Bug 1566561 - Failure on deployment: "stderr: /usr/bin/docker-current: Error response from daemon: oci runtime error: container_linux.go:247: starting container process caused \"process_linux.go:245: running exec setns process for init caused \\\"exit status 29\\\"\"."
Summary: Failure on deployment: "stderr: /usr/bin/docker-current: Error response from ...
Keywords:
Status: CLOSED DUPLICATE of bug 1562035
Alias: None
Product: Red Hat OpenStack
Classification: Red Hat
Component: openstack-tripleo-heat-templates
Version: 12.0 (Pike)
Hardware: Unspecified
OS: Unspecified
high
high
Target Milestone: ---
: ---
Assignee: Saravanan KR
QA Contact: Yariv
URL:
Whiteboard:
Depends On: 1562035 1577745
Blocks:
TreeView+ depends on / blocked
 
Reported: 2018-04-12 14:06 UTC by Yolanda Robla
Modified: 2018-05-30 13:37 UTC (History)
16 users (show)

Fixed In Version:
Doc Type: If docs needed, set a value
Doc Text:
Clone Of:
Environment:
Last Closed: 2018-05-30 13:37:54 UTC
Target Upstream Version:


Attachments (Terms of Use)
sosreport on the controller that fails (14.63 MB, application/x-xz)
2018-04-12 14:52 UTC, Yolanda Robla
no flags Details
sosreport on the compute-0 that fails (11.80 MB, application/x-xz)
2018-04-12 15:47 UTC, Yolanda Robla
no flags Details

Description Yolanda Robla 2018-04-12 14:06:48 UTC
Description of problem:

I tried deploying OSP 12 with 7.5 and it's unable to complete.

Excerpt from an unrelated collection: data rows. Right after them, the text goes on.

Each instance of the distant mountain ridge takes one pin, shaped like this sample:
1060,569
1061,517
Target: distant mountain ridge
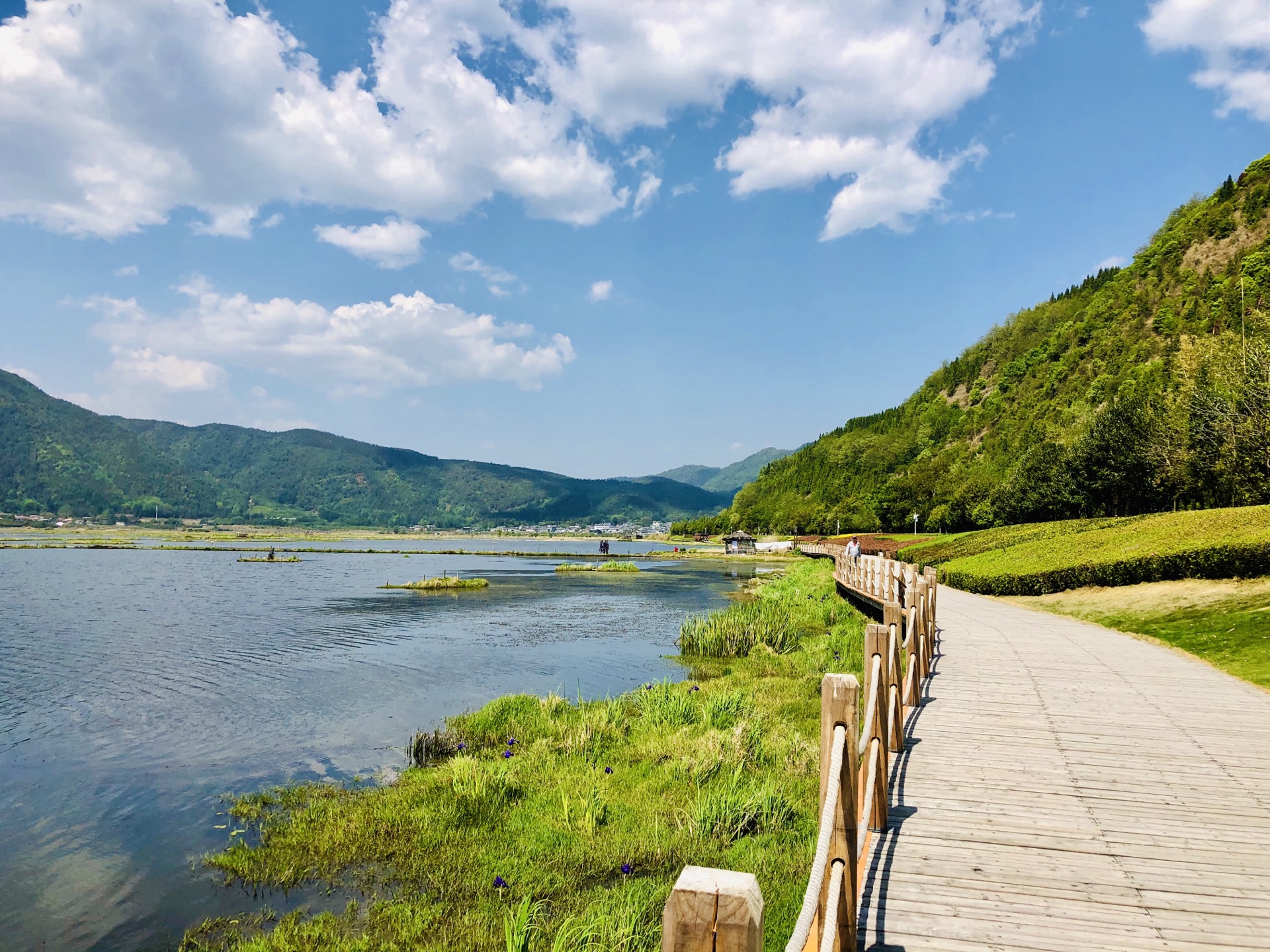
59,457
727,479
1142,389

It is failing with an error on docker:

overcloud.AllNodesDeploySteps.ComputeDeployment_Step4.0:
  resource_type: OS::Heat::StructuredDeployment
  physical_resource_id: 3d87c07c-ae48-44b6-b2f6-b47bcf6350dc
  status: CREATE_FAILED
  status_reason: |
    Error: resources[0]: Deployment to server failed: deploy_status_code : Deployment exited with non-zero status code: 2
  deploy_stdout: |
    ...
            "stderr: /usr/bin/docker-current: Error response from daemon: oci runtime error: container_linux.go:247: starting container process caused \"process_linux.go:245: running exec setns process for init caused \\\"exit status 29\\\"\".", 
            "stdout: 3297a0da1f515b589d875a21c70cbc148e5b6da8f4ae0a61576d2e963ced6776", 
            "stdout: e0f349bd96d1a30cd0135870d8dd1c7be7c724f5e1e2e850c33165e5fe5d045b"
        ]
    }
    	to retry, use: --limit @/var/lib/heat-config/heat-config-ansible/00cce50b-25c4-4ac6-85a3-7709aece00db_playbook.retry
    
    PLAY RECAP *********************************************************************
    localhost                  : ok=7    changed=2    unreachable=0    failed=1   
    
    (truncated, view all with --long)
  deploy_stderr: |

Those are my docker packages:

python-docker-pycreds-1.10.6-3.el7.noarch
python-docker-py-1.10.6-3.el7.noarch
docker-client-1.13.1-58.git87f2fab.el7.x86_64
docker-common-1.13.1-58.git87f2fab.el7.x86_64
python-heat-agent-docker-cmd-1.4.0-1.el7ost.noarch
docker-rhel-push-plugin-1.13.1-58.git87f2fab.el7.x86_64
docker-1.13.1-58.git87f2fab.el7.x86_64

Comment 1 Yolanda Robla 2018-04-12 14:52:43 UTC
Created attachment 1420875 [details]
sosreport on the controller that fails

Comment 2 Alex Schultz 2018-04-12 15:33:44 UTC
Can you please provide a full 'openstack stack failures list overcloud -f yaml'. I'm not seeing the error in the sosreport.  I'm not sure the node that failed is the node provide in the sosreport.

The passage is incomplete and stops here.